La France met l’accent sur les ventes d’armes à l’Europe

Le ministère des Armées a rendu public, mercredi 2 juin, son rapport annuel au Parlement sur les exportations d’armes. Un exercice de transparence très encadré, en vigueur depuis plus de vingt ans, mais qui donne un aperçu des ventes d’armes françaises à l’étranger, un secteur dans lequel la France occupe traditionnellement le haut du tableau, et où elle se hisse encore, en 2020, à la troisième place mondiale.

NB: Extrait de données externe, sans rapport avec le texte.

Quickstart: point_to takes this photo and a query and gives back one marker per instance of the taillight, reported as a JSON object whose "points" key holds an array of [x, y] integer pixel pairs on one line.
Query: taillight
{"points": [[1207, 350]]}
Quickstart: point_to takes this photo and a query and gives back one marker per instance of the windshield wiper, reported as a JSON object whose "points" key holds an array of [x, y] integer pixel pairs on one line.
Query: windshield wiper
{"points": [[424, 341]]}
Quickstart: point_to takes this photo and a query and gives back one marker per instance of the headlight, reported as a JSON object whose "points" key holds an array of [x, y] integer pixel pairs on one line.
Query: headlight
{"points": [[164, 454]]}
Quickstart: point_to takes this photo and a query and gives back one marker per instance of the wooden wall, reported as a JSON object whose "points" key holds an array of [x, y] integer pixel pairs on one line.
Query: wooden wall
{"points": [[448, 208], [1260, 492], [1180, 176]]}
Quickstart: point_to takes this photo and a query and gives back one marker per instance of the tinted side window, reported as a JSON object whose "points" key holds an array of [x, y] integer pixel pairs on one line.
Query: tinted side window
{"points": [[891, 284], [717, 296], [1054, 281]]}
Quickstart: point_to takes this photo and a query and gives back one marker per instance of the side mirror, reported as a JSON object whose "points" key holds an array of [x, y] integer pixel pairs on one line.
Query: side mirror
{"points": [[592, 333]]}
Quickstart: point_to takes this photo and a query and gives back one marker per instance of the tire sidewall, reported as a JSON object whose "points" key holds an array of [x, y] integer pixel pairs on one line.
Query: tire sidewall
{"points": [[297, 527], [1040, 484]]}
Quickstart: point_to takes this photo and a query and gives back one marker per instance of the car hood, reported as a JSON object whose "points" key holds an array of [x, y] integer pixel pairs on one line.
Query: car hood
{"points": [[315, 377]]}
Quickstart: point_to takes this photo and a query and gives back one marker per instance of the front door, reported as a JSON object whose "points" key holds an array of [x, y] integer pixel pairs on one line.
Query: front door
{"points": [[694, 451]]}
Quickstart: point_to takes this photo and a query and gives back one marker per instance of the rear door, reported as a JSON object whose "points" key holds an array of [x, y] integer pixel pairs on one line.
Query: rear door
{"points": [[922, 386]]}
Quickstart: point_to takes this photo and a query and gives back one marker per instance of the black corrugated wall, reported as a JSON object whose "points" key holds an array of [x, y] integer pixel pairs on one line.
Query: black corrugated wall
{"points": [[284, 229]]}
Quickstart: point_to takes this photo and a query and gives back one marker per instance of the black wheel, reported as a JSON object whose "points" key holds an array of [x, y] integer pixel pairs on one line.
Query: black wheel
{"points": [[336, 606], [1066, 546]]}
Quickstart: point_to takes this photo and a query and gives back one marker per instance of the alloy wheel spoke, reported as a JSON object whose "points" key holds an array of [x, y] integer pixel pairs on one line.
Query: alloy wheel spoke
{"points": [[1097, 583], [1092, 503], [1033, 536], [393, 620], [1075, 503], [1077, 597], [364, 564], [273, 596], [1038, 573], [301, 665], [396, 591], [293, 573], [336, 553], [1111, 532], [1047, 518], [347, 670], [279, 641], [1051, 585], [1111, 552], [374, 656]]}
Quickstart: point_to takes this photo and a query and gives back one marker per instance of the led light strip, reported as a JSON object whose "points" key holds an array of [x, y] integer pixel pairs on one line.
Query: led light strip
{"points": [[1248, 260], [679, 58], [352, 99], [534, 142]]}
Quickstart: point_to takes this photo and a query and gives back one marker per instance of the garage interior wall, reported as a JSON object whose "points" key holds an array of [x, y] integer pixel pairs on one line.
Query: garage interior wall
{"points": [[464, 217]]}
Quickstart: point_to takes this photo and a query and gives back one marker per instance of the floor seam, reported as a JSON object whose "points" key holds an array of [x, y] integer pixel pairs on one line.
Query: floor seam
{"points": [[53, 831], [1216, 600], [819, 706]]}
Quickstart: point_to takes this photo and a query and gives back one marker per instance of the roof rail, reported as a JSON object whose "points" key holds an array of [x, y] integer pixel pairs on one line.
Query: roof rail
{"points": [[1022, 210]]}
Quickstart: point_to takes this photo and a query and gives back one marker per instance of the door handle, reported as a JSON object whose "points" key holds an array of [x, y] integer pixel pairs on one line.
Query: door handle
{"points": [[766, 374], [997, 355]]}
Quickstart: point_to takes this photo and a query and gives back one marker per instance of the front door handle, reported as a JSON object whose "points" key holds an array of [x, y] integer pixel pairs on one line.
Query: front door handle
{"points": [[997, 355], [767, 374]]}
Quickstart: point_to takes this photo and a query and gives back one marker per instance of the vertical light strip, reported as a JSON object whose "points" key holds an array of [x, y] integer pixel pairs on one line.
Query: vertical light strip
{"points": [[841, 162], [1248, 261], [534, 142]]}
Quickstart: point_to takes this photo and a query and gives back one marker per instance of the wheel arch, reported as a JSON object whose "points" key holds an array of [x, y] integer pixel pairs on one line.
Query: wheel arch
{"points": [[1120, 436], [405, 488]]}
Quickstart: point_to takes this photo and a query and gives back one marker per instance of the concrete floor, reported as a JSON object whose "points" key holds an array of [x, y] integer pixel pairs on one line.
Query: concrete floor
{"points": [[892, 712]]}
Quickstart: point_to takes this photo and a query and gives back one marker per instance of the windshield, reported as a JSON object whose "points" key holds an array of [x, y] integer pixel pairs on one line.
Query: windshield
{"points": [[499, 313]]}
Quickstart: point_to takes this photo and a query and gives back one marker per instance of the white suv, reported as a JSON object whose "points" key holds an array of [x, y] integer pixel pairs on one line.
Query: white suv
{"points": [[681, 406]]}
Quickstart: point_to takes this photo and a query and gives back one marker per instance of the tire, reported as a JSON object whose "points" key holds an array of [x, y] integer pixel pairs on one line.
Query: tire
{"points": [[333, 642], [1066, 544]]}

Avec 4,9 milliards d’euros d’exportations totales en 2020, la France est ainsi derrière les États-Unis (avec 175 milliards de dollars, 143,6 milliards d’euros) et la Russie (environ 50 milliards de dollars). Le montant global des exportations françaises est cependant en forte baisse par rapport à 2019, année où Paris a vendu 8,3 milliards d’euros d’armes à l’étranger. Une baisse qui s’explique en grande partie par la crise sanitaire.

Parmi les éléments les plus marquants de ce rapport, l’Arabie saoudite est en tête des acheteurs en 2020, avec 703,9 millions de commandes signées avec le royaume wahhabite. Viennent ensuite les Etats-Unis, qui ont importé en 2020 pour 433,6 millions d’euros d’armements français, puis le Maroc (425,9 millions d’euros) et le Royaume-Uni (290 millions d’euros).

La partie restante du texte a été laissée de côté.